Gold vs. silver is a win-win

Gold vs. silver: Which is the better investment? To find out, CNBC put two precious-metals experts in a boxing ring, in the form of Goldmoney chief James Turk and Charlie Morris of HSBC Global Asset Management. In this Oct. 26 interview, Morris argues that gold will outperform silver. “We’re in a massive bull market for all precious metals,” but silver is more volatile, he says. In the long term, gold will triumph because gold is “a more precious precious metal, so I think over the long term you’re going to get a better return at a lower volatility.” Turk argues that silver will outperform gold – though he endorses both metals because both avoid counter-party risk: “I’m a long-term accumulator.

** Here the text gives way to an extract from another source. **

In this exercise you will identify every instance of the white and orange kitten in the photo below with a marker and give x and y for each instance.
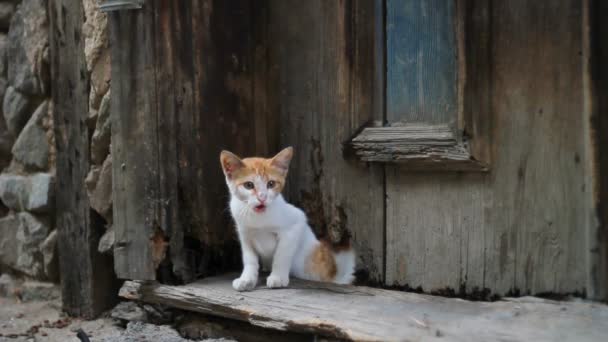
(273, 232)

I see buying gold or silver as a form of savings – you’re saving sound money and you’ve done very, very well this decade, and I think that’s going to continue regardless whether you buy gold or silver. … My recommendation is generally to have two-thirds of your bullion portfolio in physical gold and one-third in physical silver, and if silver does outperform, it will become increasingly part of your portfolio.”